Friday, August 6, 2010

Comfort Food - Potato (Rosemary and Buttermilk) Bread

In researching recipes and techniques used for making this bread, I came across two distinct approaches. It is worthwhile examining both since they each have advantages. The first approach, taken by Peter Reinhard in his fabulous The Bread Baker's Apprentice: Mastering the Art of Extraordinary Bread, uses a starter, called a biga. This is a combination of flour and water, with a very minimal amount of yeast, that is allowed to ferment at room temperature overnight. Given that the current 'room temperature' in Jerusalem is around 38 C (100 F) and has been for several days, that does not seem like much of an option. The idea is to make the biga today, let it ferment, and then complete the mixing and baking tomorrow. No doubt the slow rise and fermentation will add a dimension of 'sourdoughness' to the finished bread.

However, if you don't have the time, or inclination, to wait until tomorrow, and you absolutely must have the bread today, then the way to go is the method used by Beth Hensperger's equally excellent book, The Bread Bible: 300 Favorite Recipes. In this volume, she uses the more typical active dry yeast mixed with flour to make exceptional bread. Given that it is so hot lately, and also since I really couldn't wait until tomorrow, I opted for the shorter prep time.
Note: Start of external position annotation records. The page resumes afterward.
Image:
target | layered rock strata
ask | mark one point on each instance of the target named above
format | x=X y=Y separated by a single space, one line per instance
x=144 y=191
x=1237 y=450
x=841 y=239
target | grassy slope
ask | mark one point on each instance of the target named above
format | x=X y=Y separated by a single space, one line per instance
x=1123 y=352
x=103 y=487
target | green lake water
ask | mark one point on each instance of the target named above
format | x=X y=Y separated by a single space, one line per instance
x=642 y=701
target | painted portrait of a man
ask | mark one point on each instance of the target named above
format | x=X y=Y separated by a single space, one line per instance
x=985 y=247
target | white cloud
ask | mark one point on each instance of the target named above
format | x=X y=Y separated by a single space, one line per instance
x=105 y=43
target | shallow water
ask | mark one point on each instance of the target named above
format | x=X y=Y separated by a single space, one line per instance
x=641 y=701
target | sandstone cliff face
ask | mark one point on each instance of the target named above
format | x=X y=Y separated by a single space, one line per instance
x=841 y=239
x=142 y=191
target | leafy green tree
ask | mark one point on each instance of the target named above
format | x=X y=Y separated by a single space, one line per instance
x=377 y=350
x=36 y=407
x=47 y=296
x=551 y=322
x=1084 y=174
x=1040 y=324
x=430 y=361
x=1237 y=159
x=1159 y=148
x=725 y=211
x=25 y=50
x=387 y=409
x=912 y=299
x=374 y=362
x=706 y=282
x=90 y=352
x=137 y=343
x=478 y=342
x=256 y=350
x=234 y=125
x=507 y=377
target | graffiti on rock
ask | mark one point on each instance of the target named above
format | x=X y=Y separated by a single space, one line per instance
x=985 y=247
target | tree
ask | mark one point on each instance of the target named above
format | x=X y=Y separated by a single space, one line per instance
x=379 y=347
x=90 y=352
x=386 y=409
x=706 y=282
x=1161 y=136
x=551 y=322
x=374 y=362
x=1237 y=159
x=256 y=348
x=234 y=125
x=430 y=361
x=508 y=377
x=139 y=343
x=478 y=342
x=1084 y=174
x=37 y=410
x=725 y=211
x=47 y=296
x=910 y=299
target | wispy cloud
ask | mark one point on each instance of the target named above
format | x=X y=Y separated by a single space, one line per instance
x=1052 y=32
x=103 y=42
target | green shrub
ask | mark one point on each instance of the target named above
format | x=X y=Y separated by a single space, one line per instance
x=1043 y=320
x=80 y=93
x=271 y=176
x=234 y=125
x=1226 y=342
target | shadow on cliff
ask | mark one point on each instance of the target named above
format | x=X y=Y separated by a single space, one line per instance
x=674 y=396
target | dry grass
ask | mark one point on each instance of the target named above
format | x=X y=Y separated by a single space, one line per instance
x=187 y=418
Whichever way you go, you won't be sorry.

Here's what you'll need:
1 large russet potato (about 3/4 pound or 350 g)
2 Tbs. (30 g) active dry yeast
2 Tbs (30 g) sugar
1 cup (about 250 cc) cold buttermilk
2 Tbs (30 g) unsalted butter or margarine
1 Tbs (15 g) salt 
6 to 7 cups AP flour
1 1/2 tsp. dried rosemary, crushed
flour for dusting
egg glaze and sesame or poppy seeds for decoration

Here's what you'll need to do:
1. Peel the potato and cut into pieces. Cover with water and boil until soft. Drain, reserving the boiling liquid (1 cup - if there isn't enough then add to make up the difference). Mash the potato until smooth. Don't leave lumps or you'll have lumps in your bread!

2.Warm the potato water in a bowl, then add the yeast and a pinch of sugar and stir to dissolve. Let this mixture stand for about 10 minutes until nice and bubbly.

3. Now warm the buttermilk in a pan with the butter until it melts. Then add the remaining sugar, the salt, and the mashed potato. Make sure this mixture is smooth.

4. Combine the yeast mixture with the potato mixture, adding flour about 1/2 cup at a time until a soft, smooth dough is formed.
5. Knead the dough about 5 minutes until the dough is 'springy' and soft. Make sure the dough does not get too dry when you add flour. This will make for dense, heavy bread - not what you want at all. I found that I needed to add all the flour as the potato made the dough too sticky. It felt almost like a gluten-free batter bread at first. I added more flour and, despite my misgivings, the final bread was soft and fluffy.

6. Place the kneaded dough into a greased bowl, turning to coat, then cover with plastic wrap and let stand until doubled, about 1 hour. Don't get worried if it takes longer (even 2 hours). Let the dough be your guide.

7. When the dough has risen, remove it from the bowl, punch it down to remove the gas, them divide into two equal-sized pieces. Divide the crushed rosemary  and, kneading, work it into the two pieces of dough. Shape each piece into a loaf, placing it seam-side down in a prepared loaf pan. Let it rise an additional 30 minutes. Cover loosely with plastic while it rises. Finally, dust with the flour or coat with an egg glaze and seeds of some sort.

8 About 20 minutes before baking, pre-heat the oven to 375 F (175 C). Place the loaves on a center rack and bake for 45 minutes until golden brown. The loaves will have a thick crust and will sound hollow when tapped on the bottom. Cool on a rack.

9 Oh, BTW, enjoy! Yum!!


  1. The loaves look lovely, but I don't actually see any rosemary anywhere....

  2. You are right, of course! Thanks for pointing this out (what a mistake!). This loaf can be made with variations using rosemary, or dried thyme, or marjoram, even flakes of garlic or onion. In my enthusiasm I accidentally left it out. The recipe has been updated and now includes the forgotten rosemary. BTW, for all the other herbs, the instructions are the same. Have a great day.